Roma celebra Borromini, il genio schivo, a 350 anni dalla morte

Quando Francesco Castelli Borromini, nel 1619, dal Canton Ticino giunse a Roma, impiegato come scalpellino presso la Fabbrica di San Pietro dal conterraneo Carlo Maderno, si poteva intuire che nell’Urbe, l’architetto “schivo, di forte animo e d'alti e nobili concetti” avrebbe fatto cose grandi.

A 350 anni di distanza dalla morte, quella Fabbrica alla quale lavorò, sotto la direzione di Bernini, prima di realizzare i suoi più grandi capolavori - la chiesa di Sant’Ivo alla Sapienza, di Sant’Agnese a Piazza Navona o il campanile della Basilica di Sant’Andrea delle Fratte, solo per citarne alcuni - ricorda uno dei geniali creatori del linguaggio architettonico barocco, con una serie di mostre e convegni che dai Musei Vaticani si estenderanno all’Accademia di San Luca e al MAXXI.

Il progetto - promosso dall’architetto Paolo Portoghesi in sinergia con i Musei Vaticani, l’Accademia di San Luca, l’Università La Sapienza e l’Accademia di Belle Arti di Roma - prevede un ricco calendario di appuntamenti.

Si comincia il 12 dicembre, quando, nella sala XVII della Pinacoteca dei Musei Vaticani, verrà inaugurata una significativa esposizione di disegni del Borromini, a cura di Alessandra Rodolfo, che terminerà il 5 gennaio.

«Si tratta - ha spiegato Barbara Jatta, direttore dei Musei Vaticani - di un ristretto ma prezioso nucleo di fogli provenienti dalla Biblioteca Apostolica Vaticana che, nei suoi fondi, conserva importanti testimonianze grafiche e documentarie dell’artista.
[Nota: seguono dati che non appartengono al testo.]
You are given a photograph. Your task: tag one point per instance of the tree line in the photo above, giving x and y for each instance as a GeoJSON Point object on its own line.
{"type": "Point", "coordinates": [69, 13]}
Le opere provengono dai manoscritti Vaticano Latino 11257 e 11258, contenenti le carte dell’oratoriano Virgilio Spada, amico e convinto sostenitore del Borromini, e dal manoscritto Chigiano P.VII.9 messo insieme personalmente e fatto legare per la sua biblioteca dallo stesso pontefice Alessandro VII Chigi».

La selezione, che raccoglie in tutto 17 disegni in prestito dalla Biblioteca Apostolica Vaticana, si concentra in particolare sull’attività dell’artista durante il pontificato di Innocenzo X Pamphilj. Accanto a quattro disegni per la Fontana dei Fiumi di piazza Navona, per la Porta urbica di San Martino al Cimino a Viterbo, per il restauro della Piramide sepolcrale di Caio Cestio - dove la croce pensata dall’architetto sulla sommità della piramide conferisce all’opera un carattere fortemente simbolico - si potranno ammirare alcuni disegni per la Basilica di San Giovanni in Laterano che attestano l’impegno dell’artista per il restauro dell’edificio religioso commissionatogli da Innocenzo X Pamphilj in vista dell’Anno Santo del 1650.

Infine saranno esposti un interessante foglio, concesso in prestito da Paolo Portoghesi e appartenuto alla collezione di Marcello Piacentini, relativo ad un progetto non realizzato per San Paolo fuori le mura e alcuni disegni di vario soggetto che confermano la versatilità e vitalità artistica del grande architetto ticinese, protagonista indiscusso del Seicento romano.

E mentre da gennaio a marzo 2018 docenti e studiosi dell’Università La Sapienza si faranno promotori di lezioni e visite guidate tra i luoghi più importanti legati all’artista - da Palazzo Spada al Palazzo di Propaganda Fide, da Palazzo Barberini alla Chiesa di Santa Lucia in Selci - il MAXXI, a marzo del 2018, ospiterà alcune giornate di studio su Borromini e l’architettura moderna, con diversi interventi, da Mario Botta a Massimiliano Fuksas, da Frank O. Gehry a Luca Zevi.

L’11 dicembre, all'Accademia di San Luca, ospitata a Palazzo Carpegna, edificio che deve la sua fama all’intervento dell’illustre architetto, si terrà invece una tavola rotonda con Joseph Connors, Werner Oechslin e Paolo Portoghesi.

Le celebrazioni in occasione dei 350 anni dalla morte di Borromini non trascureranno la musica, che sarà protagonista, il 27 gennaio 2018, nella Chiesa di Sant’Ivo alla Sapienza, dove verrà eseguita la Missa Ecce Sarcedos magnus, composizione di Orazio Benevolo, uno fra i massimi esponenti nel panorama musicale romano del XVI secolo. Come nel Seicento, i cantori troveranno posto nelle tre cantorie della chiesa, riproponendo così l’effetto “stereofonico” concepito da Benevolo per l’opera di Borromini.